Why Did Silicon Valley Bank Fail?

SVB’s rapid growth led to a significant influx of deposits and assets. Much of these deposits were invested in Treasury bonds and other long-term debts, which generally have low returns and low risk. However, as the Federal Reserve raised interest rates to combat inflation, the value of SVB’s bonds dropped. Concurrently, many of SVB’s tech-industry customers faced financial difficulties and withdrew their funds.

To meet these withdrawals, SVB sold investments at a loss, incurring a $1.8 billion deficit, which triggered its downfall. Some argue that the rollback of the Dodd-Frank Act, particularly the 2018 change that raised the asset threshold for increased regulatory oversight from $50 billion to $250 billion, played a role in SVB’s failure.

Timeline of the Collapse

March 8: SVB announced a $1.8 billion loss on its bond portfolio and plans to raise $2.25 billion by selling stock. Moody’s downgraded SVB’s ratings.

March 9: SVB’s stock plummeted, and depositors attempted to withdraw $42 billion.

March 10: Trading of SVB’s stock was halted, and federal regulators took over the bank. Insured deposits were assured to be available by March 13.

March 12: Federal regulators guaranteed all depositors, including those with uninsured funds, would be made whole.

March 17: SVB’s parent company, SVB Financial Group, filed for bankruptcy.

March 26: First Citizens Bank acquired SVB’s deposits and loans.

Impact on Depositors and Investors

The FDIC insures deposits up to $250,000 per depositor per bank. However, many SVB accounts held amounts exceeding this limit. In an unprecedented move, the Federal Reserve invoked a systemic risk exception, ensuring all depositors were protected, even those with uninsured funds. However, shareholders and unsecured debt holders of SVB Financial Group were not protected from losses.

Government Response and the Bank Term Funding Program

To prevent further banking failures, the Federal Reserve introduced the Bank Term Funding Program (BTFP) on March 12, 2023. This program offers loans to banks and other deposit institutions to help them meet depositor needs without selling high-quality securities at a loss. The BTFP is set to run until at least March 11, 2024.
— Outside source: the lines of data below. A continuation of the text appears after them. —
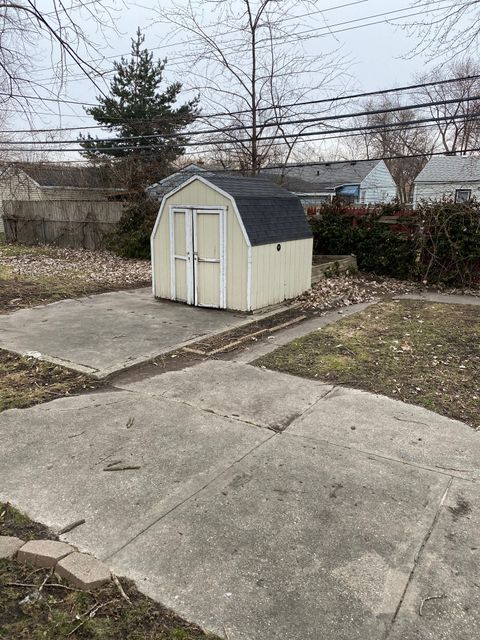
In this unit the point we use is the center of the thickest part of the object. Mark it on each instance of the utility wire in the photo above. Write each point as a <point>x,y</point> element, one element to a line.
<point>227,141</point>
<point>332,99</point>
<point>275,123</point>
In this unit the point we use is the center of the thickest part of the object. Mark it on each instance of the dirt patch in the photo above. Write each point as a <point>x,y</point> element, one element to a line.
<point>26,381</point>
<point>345,290</point>
<point>37,275</point>
<point>461,509</point>
<point>14,523</point>
<point>423,353</point>
<point>54,611</point>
What Happens If Your Bank Collapses?

If a bank fails, FDIC insurance protects deposits up to $250,000 per depositor per account category. If no buyer is found for the bank, the FDIC pays depositors directly. Balances exceeding $250,000 may not be fully recovered.

Conclusion

Silicon Valley Bank’s failure underscores the importance of robust risk management and regulatory oversight in the banking sector. While the government stepped in to protect depositors and stabilize the banking system, the event highlighted vulnerabilities that need addressing to prevent future collapses. As always, staying informed and vigilant about your financial institution’s health is crucial for safeguarding your assets.